What Bar Nothing did not have time to do, Blade of Time fulfilled beyond all expectations. Her stakes winners include Futurity winner Guillotine; Santa Anita Derby winner Bymeabond; Hopeful winner Blue Border; Monmouth Oaks winner Ruddy and Broodmare of the Year Kerala, dam of Damascus. Blade of Time also produced the unraced Bimelech filly Glaive whose descendents include Bordeaux Bob and Irish Actor.
While not overlooking Glaive’s contribution, nor the occasional contribution of other members of the family, it is pretty much Kerala who kept this family alive.
Although she did not race, Kerala was by the excellent sire and Chef-de-Race My Babu, considered a source of speed, which was already in abundant supply through her family’s linebreeding to Domino.
Despite Kerala’s roots, Damascus was something of a surprise. By 1959 Horse of the Year Sword Dancer, who in all fairness sired only one other good runner in Lady Pitt, Damascus’ small stature, plain bay coat and unpopular sire line did not turn many heads. That his two major racing rivals were the dashing Dr. Fager and the elegant Buckpasser did nothing to up his stock initially, so Damascus simply did it the hard way and beat both horses in the 1967 Woodward to earn Horse of the Year honors. That he did so after winning the Preakness, Belmont, Travers and Jockey Club Gold Cup, only added to the still-ongoing argument of which of those three horses was best.
Damascus returned at four, winning the Brooklyn Handicap, Malibu and San Fernando Stakes but bowed a tendon in the Jockey Club Gold Cup and was retired to Claiborne Farm where he spent his entire stud career until his death of natural causes on Aug. 8, 1995. He had been pensioned since 1989.
As is always true when one of the immortals dies, Damascus brought out the best in turf writers who remembered him fondly, whether they were bemoaning his missing the Triple Crown with a third-place finish to Proud Clarion in the Kentucky Derby or arguing that he was better than Dr. Fager and Buckpasser combined. One thing everyone agreed on was that Damascus represented the savoir of the Teddy male line.
In 1975, the late Bob Stokhaug and Cary Robertson Jr., penned a tribute to Damascus in The Thoroughbred Record called “A Slender Thread of Finest Steel”, tracing in part the decline, fall and rebirth via Damascus of the *Teddy line. Part of that story is worth repeating here:
“…..the tragic end of his (Damascus’) racing career symbolized the fragility of a sire line beloved in America.
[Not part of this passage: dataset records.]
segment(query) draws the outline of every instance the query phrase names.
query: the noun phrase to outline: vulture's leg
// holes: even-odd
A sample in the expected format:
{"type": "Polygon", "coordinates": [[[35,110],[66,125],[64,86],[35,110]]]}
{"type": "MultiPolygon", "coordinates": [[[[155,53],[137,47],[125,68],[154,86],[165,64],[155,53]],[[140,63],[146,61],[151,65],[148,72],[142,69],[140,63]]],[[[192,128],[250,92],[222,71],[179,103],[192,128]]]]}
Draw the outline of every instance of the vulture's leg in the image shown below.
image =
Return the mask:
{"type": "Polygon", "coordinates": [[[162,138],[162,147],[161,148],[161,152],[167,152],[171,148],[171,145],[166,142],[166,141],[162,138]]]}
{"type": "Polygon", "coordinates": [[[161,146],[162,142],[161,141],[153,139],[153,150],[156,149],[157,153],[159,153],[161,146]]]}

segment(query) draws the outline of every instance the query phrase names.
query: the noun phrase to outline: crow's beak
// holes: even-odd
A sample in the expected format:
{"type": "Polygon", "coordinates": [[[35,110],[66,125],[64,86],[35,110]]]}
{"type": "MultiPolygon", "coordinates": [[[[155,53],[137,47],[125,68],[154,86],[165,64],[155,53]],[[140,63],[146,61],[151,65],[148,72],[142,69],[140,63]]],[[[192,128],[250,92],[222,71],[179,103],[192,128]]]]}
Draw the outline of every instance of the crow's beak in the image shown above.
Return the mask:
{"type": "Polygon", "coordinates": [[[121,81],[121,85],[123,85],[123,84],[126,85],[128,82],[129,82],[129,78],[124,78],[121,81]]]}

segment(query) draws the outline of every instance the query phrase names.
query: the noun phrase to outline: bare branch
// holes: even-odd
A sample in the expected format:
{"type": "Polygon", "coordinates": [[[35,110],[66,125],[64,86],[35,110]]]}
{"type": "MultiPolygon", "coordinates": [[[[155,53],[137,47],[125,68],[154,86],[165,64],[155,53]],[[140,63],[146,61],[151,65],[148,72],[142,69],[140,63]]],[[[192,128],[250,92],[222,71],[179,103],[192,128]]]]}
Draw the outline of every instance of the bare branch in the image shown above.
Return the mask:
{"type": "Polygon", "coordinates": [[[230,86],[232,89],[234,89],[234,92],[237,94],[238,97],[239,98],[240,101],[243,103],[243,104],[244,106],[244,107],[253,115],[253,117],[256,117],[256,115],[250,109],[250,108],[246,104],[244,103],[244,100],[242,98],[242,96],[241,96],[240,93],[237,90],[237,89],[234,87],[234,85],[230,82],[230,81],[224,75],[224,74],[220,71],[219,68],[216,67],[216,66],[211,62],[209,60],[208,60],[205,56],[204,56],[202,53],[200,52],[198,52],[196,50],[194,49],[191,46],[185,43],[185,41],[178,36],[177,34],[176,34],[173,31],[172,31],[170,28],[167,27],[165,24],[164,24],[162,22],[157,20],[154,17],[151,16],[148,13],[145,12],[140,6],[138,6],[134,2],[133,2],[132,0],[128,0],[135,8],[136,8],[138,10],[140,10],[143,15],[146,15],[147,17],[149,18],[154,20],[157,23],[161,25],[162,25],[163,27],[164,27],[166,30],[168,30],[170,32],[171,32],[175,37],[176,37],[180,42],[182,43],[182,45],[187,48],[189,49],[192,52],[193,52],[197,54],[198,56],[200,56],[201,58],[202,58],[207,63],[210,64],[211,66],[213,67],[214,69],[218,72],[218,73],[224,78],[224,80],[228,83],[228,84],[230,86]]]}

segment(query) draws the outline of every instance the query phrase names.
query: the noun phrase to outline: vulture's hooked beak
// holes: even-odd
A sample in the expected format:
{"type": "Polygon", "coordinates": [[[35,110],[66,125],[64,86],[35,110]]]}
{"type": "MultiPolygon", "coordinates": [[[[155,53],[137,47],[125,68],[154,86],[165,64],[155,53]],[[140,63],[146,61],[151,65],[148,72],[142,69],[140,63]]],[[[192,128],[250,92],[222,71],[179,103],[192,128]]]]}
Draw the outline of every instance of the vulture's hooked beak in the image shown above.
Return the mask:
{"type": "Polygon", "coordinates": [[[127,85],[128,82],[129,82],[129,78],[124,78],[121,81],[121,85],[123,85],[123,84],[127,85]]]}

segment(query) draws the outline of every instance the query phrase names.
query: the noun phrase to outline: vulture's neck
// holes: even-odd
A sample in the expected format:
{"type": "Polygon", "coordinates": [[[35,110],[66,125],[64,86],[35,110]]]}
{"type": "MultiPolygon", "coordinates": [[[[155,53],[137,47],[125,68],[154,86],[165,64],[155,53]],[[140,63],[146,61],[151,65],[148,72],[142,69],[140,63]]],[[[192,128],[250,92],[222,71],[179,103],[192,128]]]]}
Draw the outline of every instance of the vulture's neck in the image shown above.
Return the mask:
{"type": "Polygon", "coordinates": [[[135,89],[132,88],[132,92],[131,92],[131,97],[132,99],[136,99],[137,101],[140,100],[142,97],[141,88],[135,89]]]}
“It was a sire line which had flourished during the second quarter of this century, first with *Teddy and then with his sons *Bull Dog and *Sir Gallahad. In the case of the branch which was to include Damascus, the decline began with the first generation, when Sun Teddy, a less noteworthy son of *Teddy than the others mentioned, got the prolific but unsound Sun Again, a good racehorse but several lengths removed from the stars of his crop, Alsab and Shut Out. Sun Again sired 30 stakes winners, but the most likely of these failed to breed to expectations and Sunglow, a relatively undistinguished son, carried the feeble hopes of a sire line that apparently was at its nadir.
“Sunglow was a straight-shouldered highheaded blond with an elevated croup and a rather weak hindquarter. The high-water mark of his racing campaigns came in a renewal of the Widener which he won as much through the generosity of the handicapper as on merit.
“As though he recognized his obligation to the ailing sire line, he outdid himself in his first crop with a colt named Sword Dancer. Thereafter, he settled into mediocrity.”
Damascus in turn did his part. In fact, he more than did it. At the time of his death, he had sired 71 stakes winners and his daughters had produced more than 140 more. He had sired an outstanding sire in Private Account and good stallions in Time for a Change, Timeless Moment and Crusader Sword. Today the sire line thrives through the infusion of new blood like Technology, Fly So Free, Afternoon Deelites, and Gilded Time. Nor has the *Teddy male line been hurt by the presence of Horse of the Year Skip Away, conqueror of Cigar and a great-grandson of Damascus via Skip Trial and Bailjumper.
Thus, Beaming Beauty’s family reached a unique peak in producing Damascus, but the worth of Bubbling Over, the excellent produce of mares like Aunt Tilt, Beaufix and Glaive are proof that this family is not a one-horse affair. Perhaps most interesting is the mare Arlene Francis, a winning full sister to Damascus.
Although Arlene Francis’ two best winners were colts, her daughters Nimbus Star (by *Grey Dawn II) and Sugarbart (by The Bart) are both stakes producers. Look for their young daughters at auction and cross them back to lines of Damascus, Native Charger, Tiffany Ice, Grey Slewpy, or even better to a horse like Cutlass Reality with his three Beaming Beauty crosses.
Beaming Beauty’s own pedigree is a study in nostalgia and it serves well to illustrate just how inbred American Thoroughbreds were in the first part of the century. In addition to the Mannie Gray inbreeding mentioned above, Beaming Beauty had a double of Bonnie Scotland 4 x 6 through son Bramble and daughter Bourbon Belle. Bonnie Scotland is, of course, best known for siring “American” sire Bramble, whose sire line (that of Ben Brush, etc.) has pretty much died out.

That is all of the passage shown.